LEACOCK TWP, PA — Pennsylvania Department of Environmental Protection (DEP) Secretary Patrick McDonnell this week dedicated the recently constructed public water system in Leacock Township, Lancaster County to township officials. Because of groundwater contamination in the Intercourse Village area, the system was constructed to provide safe, potable water to residences and businesses.
“Today begins a new chapter for the people of Leacock Township and ends a chapter for DEP,” said McDonnell. “DEP’s mission is to protect Pennsylvania’s air, land, and water from pollution and to provide for the health and safety of its citizens. This new public water system does just that. It will supply the township with clean drinking water for years to come.”
Residences and businesses in the Intercourse Village area of the township had relied on private wells for drinking water until the completion of this system. The groundwater supplying those wells was found to be contaminated with Trichloroethylene (TCE) in 2004. TCE is a commercial-grade solvent that was commonly used as a degreasing agent for manufactured metal parts. Besides being a known carcinogen, prolonged exposure to TCE can result in serious neurological, cardiac, reproductive, and developmental health problems.
DEP’s Environmental Cleanup and Brownfields program investigated and identified approximately 80 private wells contaminated with TCE at levels that exceeded the EPA’s Maximum Contaminant Level (MCL) of 5 parts per billion for drinking water. Many other wells were impacted by TCE at levels below the MCL. DEP provided bottled water or point of entry treatment systems at properties with elevated TCE levels. DEP was unable to identify a responsible party, and a feasibility analysis in November 2008 recommended the construction of a public water system to serve the affected area.
DEP’s Hazardous Sites Cleanup Act (HSCA) provides a means of addressing releases of hazardous substances that pose a threat to human health and the environment. HSCA’s funding and authority are essential for public protection at contaminated sites where a responsible party is no longer viable or cannot be identified. HSCA supplied more than $22 million for the engineering and construction of a treatment plant, water tower, approximately 7.5 miles of distribution system piping, and supply wells.
“This has been a long, complex process. It was a massive undertaking from start to finish,” said McDonnell. “But thanks to the dedication of everyone involved, clean, public water is flowing from the faucets in Leacock Township.”
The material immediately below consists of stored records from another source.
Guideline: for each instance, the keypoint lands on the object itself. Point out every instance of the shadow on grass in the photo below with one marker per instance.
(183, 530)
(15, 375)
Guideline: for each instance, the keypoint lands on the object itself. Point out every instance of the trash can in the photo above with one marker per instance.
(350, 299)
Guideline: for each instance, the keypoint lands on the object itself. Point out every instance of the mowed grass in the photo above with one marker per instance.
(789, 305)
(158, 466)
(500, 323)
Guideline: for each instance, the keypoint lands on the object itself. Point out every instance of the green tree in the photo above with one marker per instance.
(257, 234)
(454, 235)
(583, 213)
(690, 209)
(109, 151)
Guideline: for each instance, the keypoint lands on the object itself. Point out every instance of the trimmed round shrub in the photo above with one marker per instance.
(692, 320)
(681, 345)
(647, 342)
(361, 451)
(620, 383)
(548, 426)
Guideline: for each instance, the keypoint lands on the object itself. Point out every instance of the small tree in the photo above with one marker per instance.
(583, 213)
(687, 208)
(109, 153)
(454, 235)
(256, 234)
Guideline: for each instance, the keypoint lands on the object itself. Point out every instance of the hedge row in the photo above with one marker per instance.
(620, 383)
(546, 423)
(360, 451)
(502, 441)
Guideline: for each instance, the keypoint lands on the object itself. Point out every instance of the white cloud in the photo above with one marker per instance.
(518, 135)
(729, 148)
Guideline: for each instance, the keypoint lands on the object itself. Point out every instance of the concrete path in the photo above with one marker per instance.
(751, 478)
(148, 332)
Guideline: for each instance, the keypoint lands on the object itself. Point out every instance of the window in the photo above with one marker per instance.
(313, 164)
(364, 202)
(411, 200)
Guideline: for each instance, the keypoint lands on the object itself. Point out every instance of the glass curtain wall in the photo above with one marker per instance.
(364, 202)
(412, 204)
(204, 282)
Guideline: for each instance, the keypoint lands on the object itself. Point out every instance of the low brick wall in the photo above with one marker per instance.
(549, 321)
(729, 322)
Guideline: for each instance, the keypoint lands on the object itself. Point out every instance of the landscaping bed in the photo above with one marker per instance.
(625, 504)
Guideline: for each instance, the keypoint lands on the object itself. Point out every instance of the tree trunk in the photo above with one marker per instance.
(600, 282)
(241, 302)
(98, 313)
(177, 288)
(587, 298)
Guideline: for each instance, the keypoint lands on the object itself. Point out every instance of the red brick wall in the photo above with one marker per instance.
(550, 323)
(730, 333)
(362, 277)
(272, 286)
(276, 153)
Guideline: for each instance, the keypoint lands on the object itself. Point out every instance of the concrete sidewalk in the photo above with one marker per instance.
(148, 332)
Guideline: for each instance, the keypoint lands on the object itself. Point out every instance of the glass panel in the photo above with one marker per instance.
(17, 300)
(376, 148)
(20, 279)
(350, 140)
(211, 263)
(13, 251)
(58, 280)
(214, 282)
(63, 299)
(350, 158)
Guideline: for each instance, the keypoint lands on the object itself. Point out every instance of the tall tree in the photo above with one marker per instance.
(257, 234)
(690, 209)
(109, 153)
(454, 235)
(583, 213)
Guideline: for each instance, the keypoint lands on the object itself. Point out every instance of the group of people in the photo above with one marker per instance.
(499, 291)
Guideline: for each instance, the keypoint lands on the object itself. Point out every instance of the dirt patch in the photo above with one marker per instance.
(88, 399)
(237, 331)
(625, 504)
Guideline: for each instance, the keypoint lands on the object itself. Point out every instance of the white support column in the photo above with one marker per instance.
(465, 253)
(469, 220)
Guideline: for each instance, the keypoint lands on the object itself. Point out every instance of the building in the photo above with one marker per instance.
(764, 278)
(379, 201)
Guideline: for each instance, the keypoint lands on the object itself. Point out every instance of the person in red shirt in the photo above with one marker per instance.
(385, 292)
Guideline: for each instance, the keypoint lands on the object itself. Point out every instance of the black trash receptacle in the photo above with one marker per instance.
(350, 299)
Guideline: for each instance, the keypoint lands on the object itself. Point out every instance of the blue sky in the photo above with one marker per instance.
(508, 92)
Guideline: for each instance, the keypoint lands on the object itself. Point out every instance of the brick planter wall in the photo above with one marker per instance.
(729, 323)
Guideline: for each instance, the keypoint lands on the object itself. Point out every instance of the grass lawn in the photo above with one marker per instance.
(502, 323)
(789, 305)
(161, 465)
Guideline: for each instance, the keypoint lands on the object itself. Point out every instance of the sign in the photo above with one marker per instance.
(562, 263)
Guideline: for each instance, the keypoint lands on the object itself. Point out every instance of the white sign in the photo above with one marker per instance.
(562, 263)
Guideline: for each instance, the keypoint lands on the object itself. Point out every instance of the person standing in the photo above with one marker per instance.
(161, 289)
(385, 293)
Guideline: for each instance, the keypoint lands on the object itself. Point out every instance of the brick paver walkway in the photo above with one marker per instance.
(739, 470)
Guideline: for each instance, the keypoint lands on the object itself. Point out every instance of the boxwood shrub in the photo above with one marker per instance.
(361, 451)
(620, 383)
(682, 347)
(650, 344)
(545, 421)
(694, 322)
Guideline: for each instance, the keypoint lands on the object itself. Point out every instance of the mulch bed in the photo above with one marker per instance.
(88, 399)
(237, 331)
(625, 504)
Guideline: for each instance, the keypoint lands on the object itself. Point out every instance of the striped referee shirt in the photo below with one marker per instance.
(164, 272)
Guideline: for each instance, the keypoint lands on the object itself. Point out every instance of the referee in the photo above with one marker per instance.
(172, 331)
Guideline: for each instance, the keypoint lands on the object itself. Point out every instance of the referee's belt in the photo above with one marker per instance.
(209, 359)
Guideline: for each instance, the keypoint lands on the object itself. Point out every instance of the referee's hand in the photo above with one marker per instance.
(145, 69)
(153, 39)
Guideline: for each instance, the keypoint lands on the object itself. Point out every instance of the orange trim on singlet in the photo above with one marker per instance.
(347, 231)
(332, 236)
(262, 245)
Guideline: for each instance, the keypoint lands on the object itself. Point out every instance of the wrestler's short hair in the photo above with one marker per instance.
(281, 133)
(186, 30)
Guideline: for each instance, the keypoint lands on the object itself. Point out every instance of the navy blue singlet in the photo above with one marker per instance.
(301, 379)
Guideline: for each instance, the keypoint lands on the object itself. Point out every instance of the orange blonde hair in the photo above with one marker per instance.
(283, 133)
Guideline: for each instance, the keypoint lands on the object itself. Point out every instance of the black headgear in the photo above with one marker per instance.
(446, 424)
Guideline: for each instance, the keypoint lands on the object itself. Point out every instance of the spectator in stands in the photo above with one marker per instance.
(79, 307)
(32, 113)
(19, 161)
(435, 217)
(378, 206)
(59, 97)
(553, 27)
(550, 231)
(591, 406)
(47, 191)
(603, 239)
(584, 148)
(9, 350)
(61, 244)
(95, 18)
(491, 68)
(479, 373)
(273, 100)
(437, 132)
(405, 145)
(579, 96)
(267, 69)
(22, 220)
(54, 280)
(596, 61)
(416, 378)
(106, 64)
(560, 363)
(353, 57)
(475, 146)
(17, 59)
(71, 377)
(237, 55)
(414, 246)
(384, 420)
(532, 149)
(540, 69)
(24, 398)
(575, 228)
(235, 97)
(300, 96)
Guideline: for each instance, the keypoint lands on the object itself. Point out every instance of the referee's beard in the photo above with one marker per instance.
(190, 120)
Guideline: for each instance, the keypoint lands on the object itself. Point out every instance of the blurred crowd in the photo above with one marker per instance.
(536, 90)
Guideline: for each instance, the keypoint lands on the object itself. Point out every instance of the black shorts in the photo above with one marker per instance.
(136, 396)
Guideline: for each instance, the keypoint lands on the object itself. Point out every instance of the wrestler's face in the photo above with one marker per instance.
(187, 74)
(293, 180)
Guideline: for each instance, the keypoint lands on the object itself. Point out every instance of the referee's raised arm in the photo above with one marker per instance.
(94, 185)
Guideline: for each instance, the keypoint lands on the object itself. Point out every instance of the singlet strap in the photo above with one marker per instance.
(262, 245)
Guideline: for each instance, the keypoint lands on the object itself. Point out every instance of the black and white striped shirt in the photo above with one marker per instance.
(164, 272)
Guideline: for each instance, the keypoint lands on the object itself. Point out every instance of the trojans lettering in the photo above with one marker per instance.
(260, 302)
Construction of the public water system began in December 2016 and was completed in September 2020. A combination of 364 residential and commercial properties were connected within the HSCA designated area. Leacock Township elected to extend the system to surrounding areas with an additional 2.5 miles of piping, raising the total number of connections to more than 450 properties. The system has been fully operational under DEP’s supervision for the past year. At this week’s dedication, Leacock Township accepted ownership, operation, and maintenance of the public water system.